The soldiers in his unit were hit hard by Vandayburg’s death, though.
“The guys were bent over; they were crying,” Bittinger said. “They were very upset.”
Still, Bittinger called for two volunteers to join him in the Bradley for the next mission.
“We were going back on the attack, and I needed a driver and gunner,” Bittinger said. “More volunteered than I needed to take with me.”
Plata, the driver on the previous mission, was gunner for the next one. Pfc. Joshua Bridges, a private at the time, was the Bradley’s driver.
Bridges was a Bradley driver for eight months last year before returning to a dismounted line unit.
“A few people really wanted to go out,” Bridges said. “I had experience driving and said I wanted to do it.”
Despite being hit by an improvised explosive device en route, the crew killed five insurgents and wounded four. In the earlier mission, Bittinger’s crew killed at least 10 insurgents, according to information provided by the unit.
Bridges said Bittinger was deserving of the award.
“It was great; I think he really deserved it,” Bridges said. “He did a good job out there.”
The Silver Star Medal is the Army’s fourth highest award, surpassed only by the Medal of Honor, Distinguished Service Cross and Distinguished Service Medal.
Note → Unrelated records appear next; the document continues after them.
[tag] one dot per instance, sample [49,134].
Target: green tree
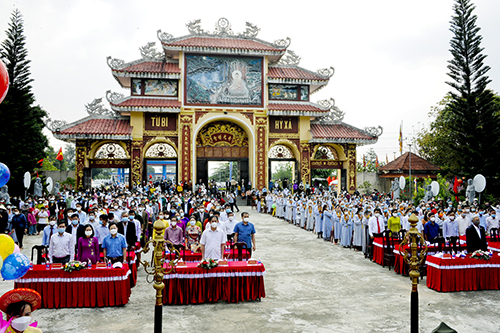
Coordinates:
[69,156]
[22,123]
[473,118]
[284,170]
[371,162]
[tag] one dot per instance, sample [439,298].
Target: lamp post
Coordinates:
[157,269]
[414,259]
[409,154]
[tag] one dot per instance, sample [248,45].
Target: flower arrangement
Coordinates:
[480,254]
[208,264]
[74,265]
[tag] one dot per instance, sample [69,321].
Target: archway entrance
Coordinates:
[282,166]
[326,165]
[110,165]
[160,161]
[222,142]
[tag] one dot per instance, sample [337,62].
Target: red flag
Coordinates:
[60,156]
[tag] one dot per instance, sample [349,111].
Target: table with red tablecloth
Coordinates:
[401,267]
[189,256]
[131,260]
[378,248]
[463,274]
[94,287]
[234,283]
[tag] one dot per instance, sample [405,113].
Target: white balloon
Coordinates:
[402,182]
[50,184]
[479,183]
[27,179]
[435,188]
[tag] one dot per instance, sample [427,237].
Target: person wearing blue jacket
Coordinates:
[20,225]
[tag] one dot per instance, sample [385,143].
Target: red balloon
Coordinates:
[4,81]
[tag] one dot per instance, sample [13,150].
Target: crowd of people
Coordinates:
[104,224]
[352,221]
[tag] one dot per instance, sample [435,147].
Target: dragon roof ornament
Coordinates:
[95,108]
[289,59]
[55,125]
[335,115]
[114,98]
[149,52]
[114,63]
[374,131]
[326,72]
[222,29]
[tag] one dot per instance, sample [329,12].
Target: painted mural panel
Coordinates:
[223,80]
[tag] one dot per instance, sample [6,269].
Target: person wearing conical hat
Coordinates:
[19,304]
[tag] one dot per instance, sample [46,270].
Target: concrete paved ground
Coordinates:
[311,286]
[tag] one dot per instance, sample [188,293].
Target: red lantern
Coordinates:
[4,81]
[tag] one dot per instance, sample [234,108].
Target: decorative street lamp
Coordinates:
[157,269]
[414,260]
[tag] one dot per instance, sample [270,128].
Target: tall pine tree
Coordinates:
[23,142]
[475,122]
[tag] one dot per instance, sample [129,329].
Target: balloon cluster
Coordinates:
[13,263]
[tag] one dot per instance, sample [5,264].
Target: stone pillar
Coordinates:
[305,163]
[352,171]
[136,163]
[80,155]
[185,143]
[261,146]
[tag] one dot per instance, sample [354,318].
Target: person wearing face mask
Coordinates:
[450,227]
[128,229]
[20,225]
[193,234]
[228,227]
[492,221]
[114,245]
[376,224]
[394,222]
[174,233]
[88,246]
[62,245]
[244,232]
[431,229]
[19,304]
[463,221]
[102,230]
[75,229]
[476,237]
[49,230]
[213,241]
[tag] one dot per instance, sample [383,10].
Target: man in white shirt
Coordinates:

Since the war in Iraq began last March, 124 soldiers had been awarded the Silver Star as of May 31. By comparison, 399 had earned the Bronze Star Medal for valor over the same period.
Vandayburg was awarded the Bronze Star posthumously.
Bridges, Plata and Bittinger remain on the same crew more than three months after the incidents of April 9.
“It really brought us together as a team,” Bridges said.
Bittinger said he was only doing his job — granted, a job that can be tough on most days.
“Basically, I just wanted to stop them. I wasn’t thinking about anything else,” said Bittinger, who was surprised to be awarded the medal. “We’re here trying to keep peace, and you have all these people who suddenly want to kill you. It’s amazing how quickly they can turn on you.”